Last night they had an event at the 21st Amendment Brewery in San Francisco, where they handed out small packages of the new flavor. At first, I thought I could only get some banana flavors with a hint of clove in the background, but not much else, and little in the way of what I’d call “beer” flavor. But in conversations with other there at the event, what emerged was that the flavors I’d been searching for disappeared if you drank an actual beer beforehand. Several people I talked to recounted the same experience, but those who resisted the temptation to order a beer first had a very different experience with the jelly beans.

jelly-belly-beer-pkg

Happily, I took a few packets home with me, and tried them again this morning before my usual cup of breakfast beer (kidding). Anyway, the theory of the night before proved true. They do actually have a subtle beery flavor with wheat and the banana and clove notes you’d expect in a hefeweizen. It’s not a strong taste, but that’s not necessarily a bad thing. I assume when you have actual beer in your mouth that it kills the subtler flavors in the candy.
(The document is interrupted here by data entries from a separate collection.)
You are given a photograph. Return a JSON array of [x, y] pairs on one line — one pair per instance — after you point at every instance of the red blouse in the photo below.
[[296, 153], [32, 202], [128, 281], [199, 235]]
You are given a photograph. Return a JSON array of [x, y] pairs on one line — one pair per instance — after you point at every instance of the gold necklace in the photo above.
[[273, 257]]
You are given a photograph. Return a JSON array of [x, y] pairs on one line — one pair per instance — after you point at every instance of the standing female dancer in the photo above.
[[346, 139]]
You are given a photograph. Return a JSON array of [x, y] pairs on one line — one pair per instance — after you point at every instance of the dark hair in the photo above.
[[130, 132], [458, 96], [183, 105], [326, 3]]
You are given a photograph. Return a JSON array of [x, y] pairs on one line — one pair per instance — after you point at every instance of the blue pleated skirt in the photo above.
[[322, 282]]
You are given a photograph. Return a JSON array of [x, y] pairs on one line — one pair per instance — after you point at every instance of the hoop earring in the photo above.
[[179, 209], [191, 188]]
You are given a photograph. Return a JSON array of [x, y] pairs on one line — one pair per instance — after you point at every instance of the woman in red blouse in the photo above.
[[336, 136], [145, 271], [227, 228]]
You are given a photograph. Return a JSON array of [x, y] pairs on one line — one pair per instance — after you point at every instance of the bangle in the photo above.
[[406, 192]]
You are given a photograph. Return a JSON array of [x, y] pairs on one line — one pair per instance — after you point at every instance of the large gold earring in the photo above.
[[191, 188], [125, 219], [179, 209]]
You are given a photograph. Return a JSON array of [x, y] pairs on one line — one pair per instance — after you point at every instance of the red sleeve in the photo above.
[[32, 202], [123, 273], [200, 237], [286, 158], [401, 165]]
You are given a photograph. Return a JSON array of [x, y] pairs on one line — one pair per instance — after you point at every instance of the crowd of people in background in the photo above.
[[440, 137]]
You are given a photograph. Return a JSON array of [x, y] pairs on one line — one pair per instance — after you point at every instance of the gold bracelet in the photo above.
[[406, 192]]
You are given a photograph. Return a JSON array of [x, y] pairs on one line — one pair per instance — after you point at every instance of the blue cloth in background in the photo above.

Last night, I also spend some time talking with Rob, one of the Jelly Belly R&D guys who worked on creating the new beer flavored jelly bean. He mentioned that they’d originally considered doing a craft beer assortment but getting the first one right took so long that they abandoned that idea. I offered some suggestions, and who knows, maybe we’ll see some more types of beer turned into jelly beans in the future. I suspect many people will think of it as just a gimmick, but the company has a long history of creating original flavors that you wouldn’t ordinarily expect. So why not. They’ve done a cocktail line of jelly beans, so beer frankly only makes sense. If you see some, give them a try. Just don’t have a beer first.